How do you wean a calf? With love, compassion and hard work. In the Spring the Highland Riders 4-H hosted here at Miles Smith Farm decided to work with young calves for their 2016 project. Each day at least one member of the Highland Riders took the temperature of each of six calves, they checked body weight, checked for scours and recorded the data collected. The calves were regularly weighed and a note was made about how much each was eating. The 4Her’s learned to observe the calves and predict their behavior. It was hard work. They spent hours each week socializing, cleaning and collecting data.

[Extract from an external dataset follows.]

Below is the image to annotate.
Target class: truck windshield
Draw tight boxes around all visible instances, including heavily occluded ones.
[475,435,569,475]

The Highland Riders got to show the fruits of their hard work where they were judged at the Deerfield Fair in October. They placed in almost every class and were courteous to the judge and other competitors. In their barn they helped each other and their neighbors. They worked hard, even under the stress of showing, to make others feel comfortable and happy.

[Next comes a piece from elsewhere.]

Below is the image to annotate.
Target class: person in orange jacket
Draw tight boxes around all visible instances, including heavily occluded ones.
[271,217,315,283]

Not only did the Highland Riders 4-H work with calves, they also built a garden. They donated most of the produce from the garden to the local food pantry. A sample of their produce was put in a 4-H display at the Hopkinton Fair where it won the Commissioner’s Award for Excellence in Agriculture. The NH Agricultural Excellence Award is presented annually to one exhibitor at each NH Fair.
Hosting a group of teenagers working with cattle can be a challenge. In the end the Highland Riders were were patient with each other and their calves. They are an amazing group of young adults who may choose to be farmers, a profession in need of new recruits. Whatever career they choose these young farmers will make a difference.